With these lovely facts in mind Michael and I went to the farmers’ market again on Saturday, fingers crossed. Dairy mission accomplished! We were happy to find two good sources: feta made with goat milk ($6 for 5 oz.) and Dutch Farmstead cheese for $16.99/lb. Though not humane certified, our conversations with the farmers/cheesemakers left us confident that their animals were well-treated.
The feta was made by Lynn Fleming of Lynnhaven Dairy Goats, who had a lot to tell us about how she raises her goats (she bottle feeds them when necessary!). The Dutch Farmstead was made at Cato Corner Farm in Connecticut, whose sign informed us that their 40 cows went to pasture on April 23rd. I felt that detailed pasture information was the best we could hope for, beyond the gold standard of a third-party certifer.

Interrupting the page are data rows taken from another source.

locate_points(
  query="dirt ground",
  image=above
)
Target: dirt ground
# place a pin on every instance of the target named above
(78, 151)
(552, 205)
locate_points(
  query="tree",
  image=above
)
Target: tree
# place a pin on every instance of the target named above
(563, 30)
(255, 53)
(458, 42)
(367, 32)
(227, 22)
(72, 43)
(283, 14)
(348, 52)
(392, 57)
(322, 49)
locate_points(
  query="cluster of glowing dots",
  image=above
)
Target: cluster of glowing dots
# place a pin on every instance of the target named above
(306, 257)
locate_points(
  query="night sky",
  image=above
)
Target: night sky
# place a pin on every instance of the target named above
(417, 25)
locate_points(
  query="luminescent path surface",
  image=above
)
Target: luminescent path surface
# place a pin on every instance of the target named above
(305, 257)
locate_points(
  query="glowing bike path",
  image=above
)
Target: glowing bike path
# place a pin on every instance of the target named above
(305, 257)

We also bought a half gallon (in an old-fashioned glass bottle) of skim milk from Milk Thistle Farm for $7.
I realize these prices are far beyond what most people can or will pay. They’re even beyond what I would have paid six months ago. This represents a personal shift in priorities—a shift I am fortunate to have the luxury to make.
Michael, who has been off all dairy for months now, was so elated by our purchases that he flapped his wings and flew home. I remained to talk to Ann Marie, a vintner who grows grapes and makes wine on the North Fork of Long Island, and bought a bottle of Merlot to celebrate.